Today our users experienced longer than normal write times for events. Typically events are written and query able within 10 seconds of posting. We were briefly behind for up to an hour today. No data was lost, writes were just delayed. Here's what happened.
We use redundant storage across multiple data centers at Keen. We have several dozen storage hosts spread across these data centers to ensure that losing data is really damned hard. Today we had a handful of nodes fail nearly simultaneously.
We're not sure why these hosts failed at once. It happens sometimes, but it's very odd to happen all at once. Maybe there's a common thread there. We'll investigate that.
Diagnosing this problem was slower than we'd like.
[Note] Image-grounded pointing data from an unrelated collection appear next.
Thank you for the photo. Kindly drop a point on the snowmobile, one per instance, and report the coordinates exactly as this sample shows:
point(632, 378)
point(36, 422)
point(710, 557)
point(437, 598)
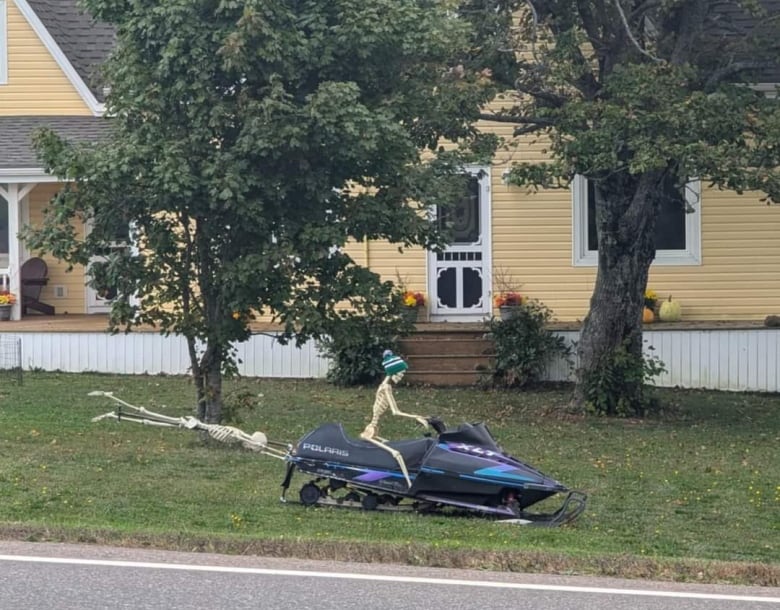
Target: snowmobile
point(460, 470)
point(463, 469)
We noticed very quickly that a single host had failed but we didn't notice the others for a few minutes.This delay in diagnosis slowed down finding the root cause. We missed the forest for the tree(s).
This is the first time that we've had a failure of this many nodes and the repercussions, while obvious in hindsight, took longer than we'd like to recognize. Writes were delayed, but continued to be accepted. Deletes were temporarily unavailable, so we'll need to rethink how we handle that.
We'll also look at changing our storage monitoring to be more clear about the width of failures, so that we can respond more effectively when multiple nodes fail.
We apologize for the inconvenience and hope that this postmortem helps to reinforce our dedication to keep your event data safe and available.